[freedict] Re: TEI file with multiple orth and gramGrp

  • From: Piotr Bański <bansp@xxxxx>
  • To: freedict@xxxxxxxxxxxxx, Jochen Peters <jochen.peters@xxxxxxxxxxxxxxxxxx>
  • Date: Sun, 9 Dec 2018 21:35:11 +0100

Dear Jochen,

This looks like a fascinating use case. I won't be trying to reply with anything concrete until at least the 13th, but in the meantime, may I ask what sort of project this is coming from? Is this a digitization project or are you putting something new together out of electronic sources, or from your expertise?

I tried to follow the metadata you are citing in the header, but the web address doesn't seem to have any link to project description (or I missed that).
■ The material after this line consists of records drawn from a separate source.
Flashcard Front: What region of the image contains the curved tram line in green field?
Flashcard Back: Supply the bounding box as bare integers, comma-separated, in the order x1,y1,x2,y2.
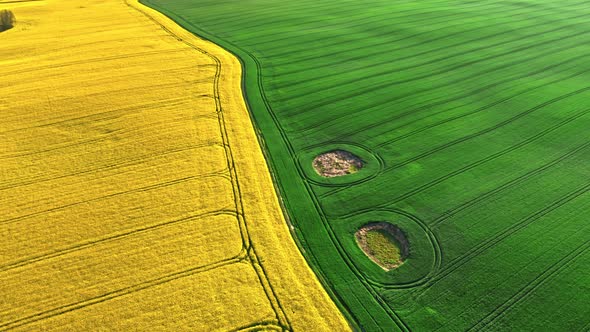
143,0,590,331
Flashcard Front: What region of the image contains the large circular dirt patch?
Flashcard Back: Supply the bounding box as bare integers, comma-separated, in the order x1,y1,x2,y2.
355,222,410,271
313,150,364,178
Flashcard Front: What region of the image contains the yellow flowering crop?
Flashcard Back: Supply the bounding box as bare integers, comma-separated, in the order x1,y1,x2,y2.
0,0,348,331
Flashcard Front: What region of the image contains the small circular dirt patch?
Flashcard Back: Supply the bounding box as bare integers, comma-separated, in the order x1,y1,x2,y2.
313,150,363,178
355,222,410,271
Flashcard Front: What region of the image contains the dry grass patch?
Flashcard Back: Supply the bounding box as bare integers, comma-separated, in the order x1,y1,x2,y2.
355,222,410,271
313,150,364,178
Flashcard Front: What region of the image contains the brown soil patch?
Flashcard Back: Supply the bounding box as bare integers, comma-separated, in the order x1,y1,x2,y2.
313,150,363,178
355,222,410,271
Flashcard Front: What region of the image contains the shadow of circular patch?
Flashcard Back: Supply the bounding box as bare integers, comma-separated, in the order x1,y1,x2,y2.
297,142,384,187
354,221,410,271
331,209,441,289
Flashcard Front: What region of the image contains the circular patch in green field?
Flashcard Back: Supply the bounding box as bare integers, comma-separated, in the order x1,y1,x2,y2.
297,142,383,187
331,209,441,289
355,222,410,271
312,150,364,178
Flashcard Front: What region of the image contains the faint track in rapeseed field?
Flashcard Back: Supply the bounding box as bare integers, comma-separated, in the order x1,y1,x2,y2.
0,0,348,331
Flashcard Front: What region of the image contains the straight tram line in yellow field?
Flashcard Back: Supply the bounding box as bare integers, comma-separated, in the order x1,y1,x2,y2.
0,0,348,330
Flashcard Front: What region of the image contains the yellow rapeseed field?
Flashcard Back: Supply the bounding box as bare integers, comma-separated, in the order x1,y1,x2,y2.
0,0,348,331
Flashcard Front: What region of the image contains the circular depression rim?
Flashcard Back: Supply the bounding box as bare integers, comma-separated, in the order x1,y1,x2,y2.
297,142,385,187
339,208,442,289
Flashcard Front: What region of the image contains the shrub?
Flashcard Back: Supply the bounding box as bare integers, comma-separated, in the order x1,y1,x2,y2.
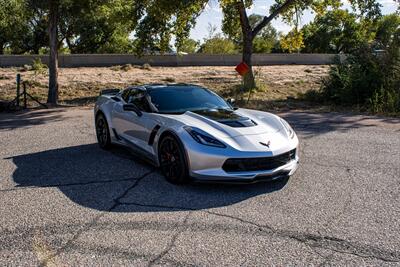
142,63,151,70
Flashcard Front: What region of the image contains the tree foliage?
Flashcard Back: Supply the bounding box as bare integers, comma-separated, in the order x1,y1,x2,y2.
322,15,400,113
302,9,369,53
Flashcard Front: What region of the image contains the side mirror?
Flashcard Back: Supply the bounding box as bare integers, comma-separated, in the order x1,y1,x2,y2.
226,98,237,109
123,104,143,117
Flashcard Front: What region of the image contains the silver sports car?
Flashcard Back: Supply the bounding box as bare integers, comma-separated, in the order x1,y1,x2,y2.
94,84,299,183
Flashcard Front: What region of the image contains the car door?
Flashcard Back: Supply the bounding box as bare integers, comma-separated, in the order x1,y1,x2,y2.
113,88,155,154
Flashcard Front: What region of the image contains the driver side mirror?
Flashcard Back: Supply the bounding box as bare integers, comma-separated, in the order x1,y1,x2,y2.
123,104,143,117
226,98,237,109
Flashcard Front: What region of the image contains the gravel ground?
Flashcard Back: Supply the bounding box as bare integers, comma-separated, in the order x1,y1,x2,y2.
0,65,329,105
0,108,400,266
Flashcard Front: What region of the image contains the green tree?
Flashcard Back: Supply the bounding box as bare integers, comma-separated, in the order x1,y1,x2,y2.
0,0,29,54
134,0,390,89
375,14,400,49
199,34,238,54
301,9,374,53
222,13,279,53
59,0,135,53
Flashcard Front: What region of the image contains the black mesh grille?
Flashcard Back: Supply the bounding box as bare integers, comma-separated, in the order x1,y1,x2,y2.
222,149,296,172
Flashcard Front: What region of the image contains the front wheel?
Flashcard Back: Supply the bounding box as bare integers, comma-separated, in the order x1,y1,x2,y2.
158,135,188,184
96,114,111,150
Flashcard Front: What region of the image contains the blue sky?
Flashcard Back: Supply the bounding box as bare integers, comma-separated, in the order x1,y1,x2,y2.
191,0,398,41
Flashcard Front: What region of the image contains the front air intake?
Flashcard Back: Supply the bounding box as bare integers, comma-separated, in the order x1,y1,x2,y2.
222,149,296,172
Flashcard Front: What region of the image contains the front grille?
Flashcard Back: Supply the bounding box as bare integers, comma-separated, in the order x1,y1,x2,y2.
222,149,296,172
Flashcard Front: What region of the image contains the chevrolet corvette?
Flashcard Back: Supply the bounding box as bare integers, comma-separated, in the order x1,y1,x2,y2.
94,84,299,184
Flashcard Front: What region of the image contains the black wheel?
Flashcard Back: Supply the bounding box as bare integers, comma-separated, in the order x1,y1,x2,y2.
96,114,111,149
158,135,188,184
The reason I'm asking is that if this is a digitization issue then I might have an avenue that could benefit both Freedict and a meta-digitization initiative called TEI Lex0.

Otherwise, it can still serve as a valuable use case for TEI description, and also for some Freedict-internal decisions on how to visualize the data.

Ok, so I want to stay silent until the 13th, but let me quickly confirm first: the fundamental issue is that you have a single form (with cool variants, but let's leave that for now) with alternative grammatical descriptions (it is syncretic between 3 sets of grammatical features), and a fairly simple set of equivalents, with, crucially, all the senses applying to all the listed grammatical variants. The primary source of the problem seems to be coming from a morphologically rich language to a morphologically impoverished language.

My general reaction is to congratulate you on the instinct -- this looks like a very sensible encoding. A small but important challenge for Freedict lies in the rendering this into DICT or other protocols, I feel. And it feels doable and useful for the project, because this sort of challenges are going to crop up.

So say (oh I can't shut up..) have you / are you willing to give this a go vis-a-vis Freedict XSL stylesheets and potentially suggest some backwards-compatible enrichment to them? I guess that in DICT, which is the most primitive of our display protocols, we are looking at displaying

{ forms } { gram.descs } { senses }

in a single stream, and I think much of that is in already. There could be some glitches based on the attribute values, but that doesn't sound like a big challenge. You probably don't want to display the numbers for each set of grammatical features, just to group them between semicolons or so. Right?

Thanks for turning to us with this!



On 12/9/18 7:58 PM, Jochen Peters wrote:

Hi freedict team,

I got in trouble: I have a csv file like this:

wordA written in transliterated type 1,
wordA written in transliterated type 2,
wordA without transliteration,
"other language meaning I, meaning II; complete different other meaning"

an other line may have the same wordA, but different transliteration and 
gramatical usages:

wordA written in transliterated type 1,
wordA written in transliterated type 2 but a bit different,
wordA without transliteration but a bit different,
"other language meaning I, meaning II; complete different other meaning"

I try to add the different gramatical usages this way in the TEI file,
but I am not sure, if this is the correct way:

<gramGrp n="1">..
<gramGrp n="2">..
<gramGrp n="3">..

I will add the different "original" words this way in each <entry> :

<orth type="standard" xml:lang="yi">HEWBREW CHARS</orth>
<orth type="transliterated" xml:lang="yih-Latn">avanturistish</orth>
<orth type="transliterated" xml:lang="ydd-Latn">avanturistishn</orth>

... but I am not sure, if this is the correct way, too.

Is this "mapping" ok? Did anyone have solve a similar problem and
solved it with success (or in a different way)?

I will be happy to get some ideas or answers. I add VERY small TEI example
as attachment.

kind regards,